Wayne Westerberg offers Chris McCandless a place that he later regards as home, and he proves to be a close friend who never pressures McCandless to reveal more than he wants. McCandless first hitches a ride with Westerberg and intends to keep moving along, but Westerberg offers him a job and a place to live, so McCandless returns to Carthage. Westerberg’s welcoming house proves to be a sanctuary for McCandless. After living in Carthage, McCandless starts telling people he’s from South Dakota when asked. McCandless returns to work for Westerberg on several occasions over the course of his time roaming the United States. Westerberg remembers McCandless as a hard and uncomplaining worker. McCandless did the jobs no one else wanted to because they were tedious or dirty. Throughout his travels, McCandless keeps in touch with Westerberg, and he intends to come back and work for Westerberg again after his “great Alaskan odyssey.” Westerberg believes McCandless meant to keep that promise, and he struggles with the fall harvest in 1992 because he counted on McCandless’s help.
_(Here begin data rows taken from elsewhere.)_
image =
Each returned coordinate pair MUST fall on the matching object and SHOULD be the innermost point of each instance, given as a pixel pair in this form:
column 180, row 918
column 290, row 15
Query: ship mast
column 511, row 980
Westerberg first hires McCandless to work on a grain elevator, but McCandless is also a “farmer, welder, businessman, machinist, ace mechanic, commodities speculator, licensed airplane pilot, computer programmer, electronics troubleshooter, [and] video-game repairman,” according to Krakauer. In 1990, Westerberg is arrested for building and selling devices which allowed people to watch satellite television without paying for it. His arrest and subsequent time serving a sentence in Sioux Falls leaves McCandless without an employer and so prompts him to move on. McCandless writes to Westerberg in jail, and he continues to correspond with him until his final postcard before entering the Alaskan wilderness.